In The Sportswriter, Bascombe was a novelist-turned-sports-journalist musing on the break-up of his marriage and the death of his son. It seemed at the end that he was beginning to lean away from the past and press his face against the window of the future. "The only truth that can never be a lie, let me tell you," he wrote,"is life itself - the thing that happens." And the first sentence of Independence Day suggests that Balcombe has indeed managed to put his troubles behind him. "In Haddam, summer floats over tree-softened streets like a sweet lotion balm from a careless, languorous god, and the world falls in tune with its own mysterious anthems." It sounds as if he has tucked into a good life, one in which the grass is green and the water sprinkler always works and all the men are strong and all the women are pretty. It sounds, in short, most unlike Richard Ford's world, and sure enough, on page two, our hero is mugged.

But that first sentence is, nevertheless, a telling departure. There aren't many careless languorous gods in Ford's earlier works and few begin with anything like this lyrical, honeyed evocation of place. The Sportswriter sprang into life with a modest, unambiguous statement of fiction. "My name is Frank Bascombe. I am a sportswriter." There wasn't much doubt that the subject was a person. But this time he is more obviously a vehicle for an inspection of modern American manners. The action takes place over the Fourth of July weekend, and in most important ways is an excursion on independence; ex-spouses writhe in their new-found freedom, children twist painfully away from the embrace of their parents, couples strive to locate the uncertain limits of modern life.
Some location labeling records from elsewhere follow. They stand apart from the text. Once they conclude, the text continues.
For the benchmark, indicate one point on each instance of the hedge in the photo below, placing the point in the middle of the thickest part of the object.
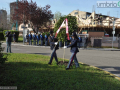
(1, 36)
(12, 32)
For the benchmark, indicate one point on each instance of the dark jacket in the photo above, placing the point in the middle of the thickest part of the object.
(27, 36)
(30, 36)
(41, 37)
(14, 35)
(46, 37)
(9, 37)
(52, 43)
(86, 40)
(73, 45)
(34, 37)
(79, 39)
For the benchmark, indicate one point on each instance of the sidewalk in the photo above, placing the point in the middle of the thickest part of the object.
(102, 49)
(102, 58)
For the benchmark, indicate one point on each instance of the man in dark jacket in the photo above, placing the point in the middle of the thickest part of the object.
(74, 50)
(34, 38)
(38, 39)
(30, 39)
(46, 40)
(79, 41)
(9, 40)
(41, 39)
(53, 46)
(14, 37)
(27, 38)
(85, 41)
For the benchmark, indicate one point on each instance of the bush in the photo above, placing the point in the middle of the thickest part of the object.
(1, 36)
(12, 32)
(3, 57)
(72, 24)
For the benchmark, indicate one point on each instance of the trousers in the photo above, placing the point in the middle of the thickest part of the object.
(73, 57)
(53, 55)
(9, 47)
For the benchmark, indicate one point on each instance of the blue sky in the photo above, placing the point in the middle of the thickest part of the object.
(67, 6)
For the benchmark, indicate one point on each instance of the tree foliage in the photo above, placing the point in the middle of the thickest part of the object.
(3, 57)
(29, 11)
(57, 15)
(72, 26)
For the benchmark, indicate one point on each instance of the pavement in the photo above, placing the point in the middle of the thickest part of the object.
(107, 59)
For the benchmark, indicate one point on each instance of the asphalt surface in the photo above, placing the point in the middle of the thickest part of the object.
(106, 59)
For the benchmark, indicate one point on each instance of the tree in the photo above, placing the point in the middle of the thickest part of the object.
(29, 11)
(57, 15)
(3, 57)
(72, 24)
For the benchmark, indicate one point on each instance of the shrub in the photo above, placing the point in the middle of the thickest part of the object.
(12, 32)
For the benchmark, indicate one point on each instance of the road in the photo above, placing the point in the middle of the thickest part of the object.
(106, 60)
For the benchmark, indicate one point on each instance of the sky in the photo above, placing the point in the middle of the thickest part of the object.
(67, 6)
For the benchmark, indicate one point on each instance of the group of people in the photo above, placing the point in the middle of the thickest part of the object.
(74, 49)
(53, 45)
(9, 40)
(39, 38)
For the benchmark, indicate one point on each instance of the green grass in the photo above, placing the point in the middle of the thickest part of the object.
(31, 72)
(20, 39)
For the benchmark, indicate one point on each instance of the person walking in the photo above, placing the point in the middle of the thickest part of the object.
(27, 38)
(46, 40)
(14, 37)
(38, 39)
(53, 46)
(34, 38)
(41, 39)
(9, 40)
(74, 50)
(85, 42)
(30, 39)
(79, 41)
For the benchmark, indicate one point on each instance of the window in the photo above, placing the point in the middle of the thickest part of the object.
(76, 13)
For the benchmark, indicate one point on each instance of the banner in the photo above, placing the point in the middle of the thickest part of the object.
(67, 33)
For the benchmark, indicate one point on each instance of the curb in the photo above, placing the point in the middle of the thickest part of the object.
(118, 78)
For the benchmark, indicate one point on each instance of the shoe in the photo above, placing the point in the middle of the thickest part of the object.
(58, 63)
(49, 63)
(67, 68)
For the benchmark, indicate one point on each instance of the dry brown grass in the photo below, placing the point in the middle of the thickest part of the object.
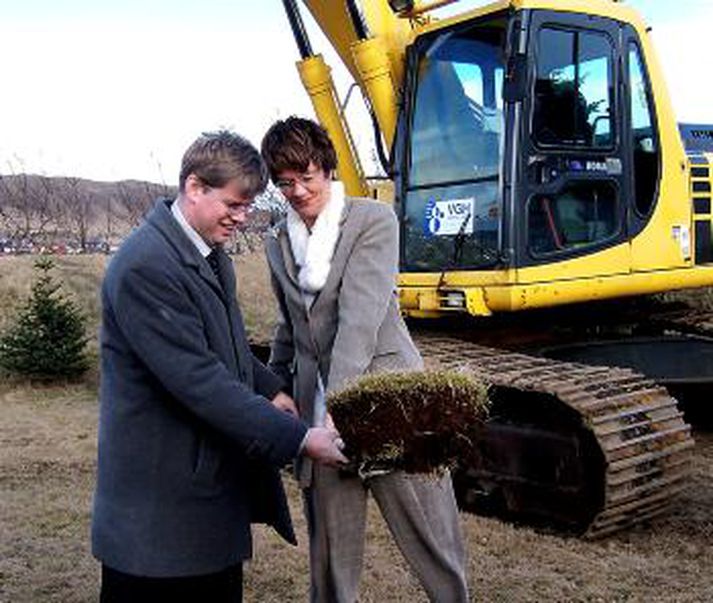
(47, 459)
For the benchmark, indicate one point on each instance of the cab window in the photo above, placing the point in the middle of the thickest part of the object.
(573, 91)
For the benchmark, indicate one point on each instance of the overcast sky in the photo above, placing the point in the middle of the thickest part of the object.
(113, 89)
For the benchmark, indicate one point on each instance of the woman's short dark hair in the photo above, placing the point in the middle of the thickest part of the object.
(293, 143)
(216, 158)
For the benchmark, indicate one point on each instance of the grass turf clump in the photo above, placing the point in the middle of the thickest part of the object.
(416, 421)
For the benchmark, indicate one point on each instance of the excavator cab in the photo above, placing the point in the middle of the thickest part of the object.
(535, 164)
(528, 153)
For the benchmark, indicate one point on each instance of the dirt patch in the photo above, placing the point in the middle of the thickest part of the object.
(47, 460)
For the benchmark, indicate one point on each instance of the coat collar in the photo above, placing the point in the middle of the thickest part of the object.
(283, 239)
(163, 220)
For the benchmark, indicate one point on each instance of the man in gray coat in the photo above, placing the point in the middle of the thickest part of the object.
(192, 427)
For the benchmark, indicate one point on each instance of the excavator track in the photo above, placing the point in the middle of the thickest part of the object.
(634, 446)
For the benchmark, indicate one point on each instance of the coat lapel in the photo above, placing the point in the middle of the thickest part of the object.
(337, 260)
(288, 259)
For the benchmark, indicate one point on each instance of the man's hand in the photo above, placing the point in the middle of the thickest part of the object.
(285, 403)
(323, 445)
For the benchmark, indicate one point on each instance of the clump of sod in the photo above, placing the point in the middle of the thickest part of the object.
(415, 421)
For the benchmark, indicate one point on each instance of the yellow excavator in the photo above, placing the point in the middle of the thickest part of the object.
(538, 173)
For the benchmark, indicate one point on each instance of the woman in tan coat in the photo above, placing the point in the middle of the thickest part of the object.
(333, 262)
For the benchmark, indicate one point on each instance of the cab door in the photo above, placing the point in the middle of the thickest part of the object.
(573, 182)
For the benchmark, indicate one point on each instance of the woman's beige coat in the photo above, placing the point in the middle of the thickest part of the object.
(353, 325)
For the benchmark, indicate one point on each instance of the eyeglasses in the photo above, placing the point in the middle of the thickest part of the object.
(238, 210)
(307, 180)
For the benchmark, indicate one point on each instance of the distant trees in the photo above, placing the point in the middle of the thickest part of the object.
(69, 214)
(73, 215)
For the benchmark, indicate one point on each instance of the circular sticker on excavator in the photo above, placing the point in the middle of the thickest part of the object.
(448, 217)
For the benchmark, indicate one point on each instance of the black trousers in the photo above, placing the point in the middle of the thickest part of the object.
(221, 587)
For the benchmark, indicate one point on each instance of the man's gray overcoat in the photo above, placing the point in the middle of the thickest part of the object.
(188, 442)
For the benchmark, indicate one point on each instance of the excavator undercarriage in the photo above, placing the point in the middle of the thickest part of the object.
(580, 448)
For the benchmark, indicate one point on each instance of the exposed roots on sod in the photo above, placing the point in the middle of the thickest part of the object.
(416, 421)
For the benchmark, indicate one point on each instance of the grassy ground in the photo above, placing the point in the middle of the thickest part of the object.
(47, 459)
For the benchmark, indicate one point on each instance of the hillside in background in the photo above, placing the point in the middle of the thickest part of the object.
(42, 214)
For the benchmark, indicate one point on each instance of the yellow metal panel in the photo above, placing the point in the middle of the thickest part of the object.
(517, 297)
(317, 80)
(334, 20)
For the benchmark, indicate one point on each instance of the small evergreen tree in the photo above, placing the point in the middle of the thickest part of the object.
(48, 341)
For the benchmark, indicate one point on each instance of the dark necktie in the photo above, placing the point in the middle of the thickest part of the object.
(212, 258)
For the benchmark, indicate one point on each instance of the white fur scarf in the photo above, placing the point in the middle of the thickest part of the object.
(313, 251)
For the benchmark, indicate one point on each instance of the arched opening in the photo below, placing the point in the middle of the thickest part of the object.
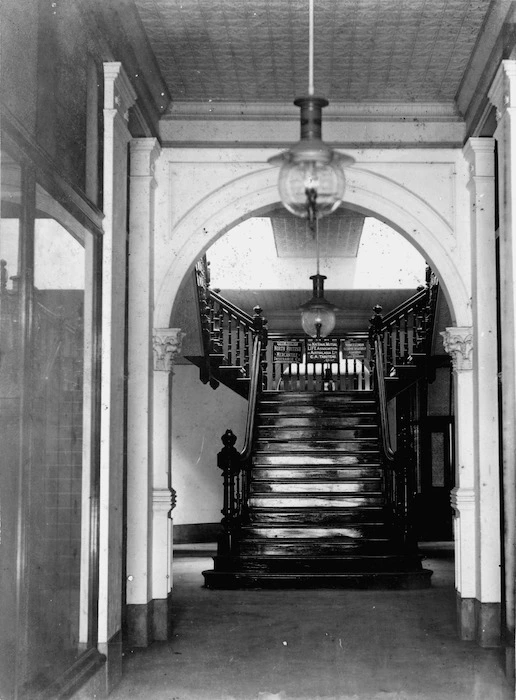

If Bascombe seems a less dramatic figure in this larger landscape, it might be because his dilemmas are (for fans) old news; he is still grappling with the same heartaches. This time he is a real estate agent - one of the pleasures of both books that the hero actually has a job. Bascombe resists the temptation to think about his life as if it were a house, sagging on its old foundations, with a couple of jammed windows and a front door that lets the rain in. As a realtor, part of his role, he thinks, is to introduce his clients to reality. But so far as we are concerned, he is a window overlooking contemporary America. Like most lives, his is full of encounters with strangers, and the book is a catalogue of American types; good old buddies, former hippies, angry blacks, helpful neighboursand the occasional sexy little minx. On the whole, though, Bascombe views his clients with a detchment verging on distaste, and lets his mind drift to the same things that have already haunted him through one novel.

And this is what makes this such a fine book, and such a sad one. In the biggest risk of all, Ford has written a sequel that refuses to forget the past. The accumulated sorrows in Bascombe's life cannot simply be blinked away: they continue to dampen his spirits and hamper his chances of happiness. The younger man had a dogged optimism that the bad times would surely pass, he is older now, and less inclined to hope for an upturn. He strives to be happy with his lot, but in truth is not even resigned to it. He has a good ration of misfortunes to chew over, misfortunes rendered poignant by their being of an ordinary kind; failures of nerve, failures of love, failures of ambition and faith. And once again he ends bravely, eyes front. Whether he really does catch the Zeitgeist, only time will tell. The book is quite concerned with the busy affairs of the world, the flow of news from faraway places and the commotions of finance and politics. But Bascombe himself is not much interested in such things. He's more worried about what to say to his ex-wife when next he sees her. You keep hoping he'll stop fingering the scab, the way you wish you could play the violin. But you know it will never happen, and you know that's the truth.